Here’s how their land scam works — and it’s a hell of a lot better deal than some others I’ve seen around here. They bring partners into the ranch for the price of purchasing adjoining property. They’ve brought other small ranches, mining claims, even 35-acre ranchettes. If it touches current Bear Basin holdings, it’s fair game.
The investors have full use of the entire ranch. They can board horses, go on pack trips at reduced rates, hunt, hike, whatever blows up their chaps. They may build a home on an established site, but the limit is one home to every 200 acres.

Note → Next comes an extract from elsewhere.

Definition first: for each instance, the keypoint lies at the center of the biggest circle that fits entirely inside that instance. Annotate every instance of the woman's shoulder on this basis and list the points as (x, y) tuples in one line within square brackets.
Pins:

“This is going to be the last intact working ranch in Custer County,” Ziegler prophesies.
Look! There! On the horizon. It’s the Lone Eagles. They’re coming. I heard it on National Public Radio. They have the cash from selling their high-dollar homes in California and now they’re bringing their own jobs and multimillion-dollar contracts. They’re disease-free. They’ll lessen our tax burden. They’ll raise the average IQ and purify the gene pool. They’re fleeing the city, the gangs, the rat race. They’ll only spend money here. Modern-day Robin Hoods, they are.
And inside of two years, when they’ve gone stark raving cabin crazy from the wind, snow, and mud — after the coyotes have eaten their poodles and giant timber rattlers have carried off their first-born — some enterprising land monger with a new scam will help them sell their mountain estates to yet another wave of wannabe pioneers.
Bet you a mocha latte.
Free-lance writer and avowed hypocrite Hal Walter is a former editor of the Leadville Herald-Democrat and has resided in central Colorado for a decade. He and his wife, Mary, live on a 35-acre ranchette near Westcliffe, and he sends us his work via modem, just like a Lone Eagle.